Which Linux distributions support confidential VMs?
Ubuntu 24.04 LTS supports both as a guest. 25.04 added SEV-SNP host enablement, and 25.10 added TDX host enablement. RHEL 10, SLES 15 SP6, and Fedora 41 all ship sev-guest and tdx_guest modules. For full-stack attestation, Ubuntu 26.04 LTS (April 2026) is the first LTS with TDX attestation fully integrated.
Does confidential computing protect against side-channel attacks?
Only partially. Memory encryption blocks cold-boot and DMA attacks. It does not block timing side channels, cache side channels, or speculative-execution attacks that share microarchitectural state with the host. Both AMD and Intel publish ongoing CVEs for side-channel issues, so track them and pin a minimum TCB version in your attestation policy.
How do I verify an attestation report without trusting the cloud provider?
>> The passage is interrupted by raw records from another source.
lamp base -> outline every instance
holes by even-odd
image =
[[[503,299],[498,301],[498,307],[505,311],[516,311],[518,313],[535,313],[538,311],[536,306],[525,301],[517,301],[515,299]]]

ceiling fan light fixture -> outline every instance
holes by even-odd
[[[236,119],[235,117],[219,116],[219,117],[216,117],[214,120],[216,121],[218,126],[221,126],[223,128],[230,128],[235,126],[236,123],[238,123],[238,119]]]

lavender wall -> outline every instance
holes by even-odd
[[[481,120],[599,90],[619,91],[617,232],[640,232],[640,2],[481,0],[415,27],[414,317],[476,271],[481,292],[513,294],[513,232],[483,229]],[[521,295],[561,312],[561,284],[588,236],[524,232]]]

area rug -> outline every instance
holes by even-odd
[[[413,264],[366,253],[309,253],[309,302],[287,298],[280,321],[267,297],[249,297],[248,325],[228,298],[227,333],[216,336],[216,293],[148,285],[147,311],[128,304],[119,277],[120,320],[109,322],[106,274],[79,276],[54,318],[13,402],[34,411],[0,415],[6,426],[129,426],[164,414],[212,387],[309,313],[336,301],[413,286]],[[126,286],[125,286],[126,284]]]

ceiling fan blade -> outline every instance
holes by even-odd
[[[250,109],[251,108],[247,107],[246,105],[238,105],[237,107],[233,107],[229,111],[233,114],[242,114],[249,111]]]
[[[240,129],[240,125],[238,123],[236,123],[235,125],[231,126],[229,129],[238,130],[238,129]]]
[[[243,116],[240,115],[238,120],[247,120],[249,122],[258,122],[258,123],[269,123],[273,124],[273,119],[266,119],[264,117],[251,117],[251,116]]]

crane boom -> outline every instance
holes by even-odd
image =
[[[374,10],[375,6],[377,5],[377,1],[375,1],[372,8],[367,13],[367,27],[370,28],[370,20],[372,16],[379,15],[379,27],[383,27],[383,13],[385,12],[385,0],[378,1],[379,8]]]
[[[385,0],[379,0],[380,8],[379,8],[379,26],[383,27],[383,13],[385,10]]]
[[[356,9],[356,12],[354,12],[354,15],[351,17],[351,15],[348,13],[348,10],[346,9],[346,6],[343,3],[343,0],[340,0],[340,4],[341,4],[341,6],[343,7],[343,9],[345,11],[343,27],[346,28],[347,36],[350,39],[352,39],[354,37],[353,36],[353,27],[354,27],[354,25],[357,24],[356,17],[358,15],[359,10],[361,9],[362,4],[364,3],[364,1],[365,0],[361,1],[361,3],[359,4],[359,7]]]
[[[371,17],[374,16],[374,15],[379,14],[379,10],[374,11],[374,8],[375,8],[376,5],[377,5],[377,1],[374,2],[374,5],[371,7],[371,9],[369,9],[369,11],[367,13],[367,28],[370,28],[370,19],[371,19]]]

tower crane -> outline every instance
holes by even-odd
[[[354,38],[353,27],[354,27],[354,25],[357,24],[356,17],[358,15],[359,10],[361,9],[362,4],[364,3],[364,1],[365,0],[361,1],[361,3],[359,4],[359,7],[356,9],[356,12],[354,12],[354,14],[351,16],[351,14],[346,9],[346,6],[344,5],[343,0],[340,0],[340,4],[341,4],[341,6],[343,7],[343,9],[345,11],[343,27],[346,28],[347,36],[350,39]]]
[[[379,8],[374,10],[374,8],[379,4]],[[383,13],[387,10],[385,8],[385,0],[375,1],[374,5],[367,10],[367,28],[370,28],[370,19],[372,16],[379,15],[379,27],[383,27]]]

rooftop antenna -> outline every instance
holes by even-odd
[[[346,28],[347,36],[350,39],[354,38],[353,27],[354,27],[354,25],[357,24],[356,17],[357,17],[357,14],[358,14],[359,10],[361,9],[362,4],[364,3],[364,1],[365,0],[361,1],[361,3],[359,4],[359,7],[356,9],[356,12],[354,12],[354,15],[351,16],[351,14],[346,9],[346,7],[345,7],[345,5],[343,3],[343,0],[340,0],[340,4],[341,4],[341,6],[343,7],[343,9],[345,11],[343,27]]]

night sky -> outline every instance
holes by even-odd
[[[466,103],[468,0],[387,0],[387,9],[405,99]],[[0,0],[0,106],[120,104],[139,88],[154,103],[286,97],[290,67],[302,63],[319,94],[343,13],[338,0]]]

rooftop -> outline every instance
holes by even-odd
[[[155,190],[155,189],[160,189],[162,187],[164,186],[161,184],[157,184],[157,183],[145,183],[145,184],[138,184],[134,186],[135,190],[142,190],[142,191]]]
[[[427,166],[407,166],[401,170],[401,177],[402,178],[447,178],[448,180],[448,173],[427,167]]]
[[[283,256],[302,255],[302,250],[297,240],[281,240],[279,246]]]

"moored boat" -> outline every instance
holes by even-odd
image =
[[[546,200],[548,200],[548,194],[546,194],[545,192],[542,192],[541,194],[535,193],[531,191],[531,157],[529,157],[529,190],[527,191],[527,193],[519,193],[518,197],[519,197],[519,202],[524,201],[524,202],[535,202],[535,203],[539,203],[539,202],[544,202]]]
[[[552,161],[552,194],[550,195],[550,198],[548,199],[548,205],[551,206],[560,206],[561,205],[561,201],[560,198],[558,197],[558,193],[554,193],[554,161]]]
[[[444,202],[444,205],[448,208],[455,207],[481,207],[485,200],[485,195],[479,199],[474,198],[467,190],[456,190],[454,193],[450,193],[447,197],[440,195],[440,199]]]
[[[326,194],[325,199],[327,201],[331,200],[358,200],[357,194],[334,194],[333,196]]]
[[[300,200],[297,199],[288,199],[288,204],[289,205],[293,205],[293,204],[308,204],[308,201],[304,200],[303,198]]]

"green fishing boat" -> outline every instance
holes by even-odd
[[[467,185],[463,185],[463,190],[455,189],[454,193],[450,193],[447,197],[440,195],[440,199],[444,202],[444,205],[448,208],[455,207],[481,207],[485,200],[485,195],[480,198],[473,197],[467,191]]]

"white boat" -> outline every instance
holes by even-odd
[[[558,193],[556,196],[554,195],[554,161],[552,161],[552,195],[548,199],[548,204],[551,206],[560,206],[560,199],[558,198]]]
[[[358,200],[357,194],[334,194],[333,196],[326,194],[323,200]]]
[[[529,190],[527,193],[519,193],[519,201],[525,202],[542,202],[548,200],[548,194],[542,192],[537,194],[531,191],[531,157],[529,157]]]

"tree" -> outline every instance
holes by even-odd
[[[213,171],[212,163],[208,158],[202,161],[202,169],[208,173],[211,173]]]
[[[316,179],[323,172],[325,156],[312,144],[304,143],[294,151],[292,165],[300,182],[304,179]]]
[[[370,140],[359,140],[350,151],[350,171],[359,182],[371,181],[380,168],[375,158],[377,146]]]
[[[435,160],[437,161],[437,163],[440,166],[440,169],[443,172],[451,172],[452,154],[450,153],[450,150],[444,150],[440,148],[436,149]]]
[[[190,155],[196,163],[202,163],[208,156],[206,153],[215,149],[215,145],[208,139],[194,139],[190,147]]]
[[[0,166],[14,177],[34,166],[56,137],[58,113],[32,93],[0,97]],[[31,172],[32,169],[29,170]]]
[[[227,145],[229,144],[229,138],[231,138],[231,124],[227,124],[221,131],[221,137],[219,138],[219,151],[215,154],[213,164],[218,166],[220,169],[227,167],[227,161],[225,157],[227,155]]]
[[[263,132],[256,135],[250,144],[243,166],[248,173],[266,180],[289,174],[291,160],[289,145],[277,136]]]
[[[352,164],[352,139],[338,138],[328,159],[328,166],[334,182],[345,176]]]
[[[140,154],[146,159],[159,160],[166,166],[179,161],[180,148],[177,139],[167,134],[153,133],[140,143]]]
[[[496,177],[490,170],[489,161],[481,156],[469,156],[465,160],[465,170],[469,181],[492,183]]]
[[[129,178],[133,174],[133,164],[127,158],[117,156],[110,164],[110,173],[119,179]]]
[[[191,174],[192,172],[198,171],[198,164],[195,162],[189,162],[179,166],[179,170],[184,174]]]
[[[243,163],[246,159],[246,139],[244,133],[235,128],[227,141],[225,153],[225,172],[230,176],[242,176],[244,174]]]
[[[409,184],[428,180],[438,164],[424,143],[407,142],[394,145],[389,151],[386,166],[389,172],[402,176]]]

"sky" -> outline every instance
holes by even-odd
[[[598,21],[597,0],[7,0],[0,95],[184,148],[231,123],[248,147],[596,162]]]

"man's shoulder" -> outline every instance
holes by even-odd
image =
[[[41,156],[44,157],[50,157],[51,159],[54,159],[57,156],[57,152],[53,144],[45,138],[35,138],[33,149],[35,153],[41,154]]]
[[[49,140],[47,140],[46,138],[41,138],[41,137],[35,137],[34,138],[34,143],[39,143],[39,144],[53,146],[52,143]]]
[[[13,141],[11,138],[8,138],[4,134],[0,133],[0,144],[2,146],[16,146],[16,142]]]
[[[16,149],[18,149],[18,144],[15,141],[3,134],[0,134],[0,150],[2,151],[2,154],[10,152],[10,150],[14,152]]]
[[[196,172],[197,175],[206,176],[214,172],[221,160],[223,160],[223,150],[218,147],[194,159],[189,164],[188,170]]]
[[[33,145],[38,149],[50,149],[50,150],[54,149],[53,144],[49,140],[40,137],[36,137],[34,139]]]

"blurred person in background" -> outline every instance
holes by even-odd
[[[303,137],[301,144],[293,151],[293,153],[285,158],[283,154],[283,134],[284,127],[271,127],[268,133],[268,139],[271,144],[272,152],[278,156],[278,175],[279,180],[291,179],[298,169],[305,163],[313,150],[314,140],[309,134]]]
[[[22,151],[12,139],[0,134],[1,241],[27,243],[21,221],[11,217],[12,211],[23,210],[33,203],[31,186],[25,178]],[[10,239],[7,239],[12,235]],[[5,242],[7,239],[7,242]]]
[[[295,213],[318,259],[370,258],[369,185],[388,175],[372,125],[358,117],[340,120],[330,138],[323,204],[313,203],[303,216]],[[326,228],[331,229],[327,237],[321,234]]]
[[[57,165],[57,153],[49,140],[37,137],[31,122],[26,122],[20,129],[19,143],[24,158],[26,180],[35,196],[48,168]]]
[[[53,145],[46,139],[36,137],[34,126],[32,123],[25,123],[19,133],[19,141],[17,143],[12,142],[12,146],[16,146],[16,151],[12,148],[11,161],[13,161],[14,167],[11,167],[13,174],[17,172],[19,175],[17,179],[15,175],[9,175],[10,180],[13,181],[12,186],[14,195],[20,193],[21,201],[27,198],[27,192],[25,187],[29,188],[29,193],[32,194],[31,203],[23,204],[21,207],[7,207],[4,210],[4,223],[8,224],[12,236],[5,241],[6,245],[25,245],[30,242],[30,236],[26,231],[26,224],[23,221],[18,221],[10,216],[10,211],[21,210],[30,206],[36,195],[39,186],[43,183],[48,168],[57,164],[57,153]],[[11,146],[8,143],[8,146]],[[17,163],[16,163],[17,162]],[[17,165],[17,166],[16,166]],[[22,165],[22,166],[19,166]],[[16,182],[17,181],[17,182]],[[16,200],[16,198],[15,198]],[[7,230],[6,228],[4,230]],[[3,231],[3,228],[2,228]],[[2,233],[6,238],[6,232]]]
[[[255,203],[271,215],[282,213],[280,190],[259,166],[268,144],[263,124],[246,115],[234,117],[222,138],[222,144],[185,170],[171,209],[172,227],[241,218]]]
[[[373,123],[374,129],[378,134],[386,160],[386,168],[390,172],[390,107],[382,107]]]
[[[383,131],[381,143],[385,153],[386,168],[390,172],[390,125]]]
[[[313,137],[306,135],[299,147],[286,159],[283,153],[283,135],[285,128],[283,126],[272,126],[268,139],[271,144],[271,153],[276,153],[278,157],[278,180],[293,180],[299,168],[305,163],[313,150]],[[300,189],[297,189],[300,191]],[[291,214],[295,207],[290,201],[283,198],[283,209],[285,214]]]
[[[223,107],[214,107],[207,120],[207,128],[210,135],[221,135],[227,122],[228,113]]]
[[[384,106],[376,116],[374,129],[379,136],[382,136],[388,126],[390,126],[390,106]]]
Fetch the certificate chain directly from the silicon vendor: AMD's Key Distribution Service (kdsintf.amd.com) for SEV-SNP, and Intel's Provisioning Certification Service (api.trustedservices.intel.com) for TDX. The cloud provider only operates the host — the signing keys are rooted in hardware, and the verifier should ignore any cloud-mediated certificate path.
Conclusion
Confidential computing closes the last real gap in the encryption story: the running process itself. For Linux operators in 2026, the practical path is pretty clear. Pick the TEE that matches your cloud SKU. Build reproducible CVM images so you have a stable golden measurement. Wire attestation into your secret release flow with Trustee or Veraison. And require a minimum TCB version in policy.
The hardware is ready, the kernel interfaces are stable, and the cost is small relative to what's being protected. The remaining work is operational discipline — not feasibility.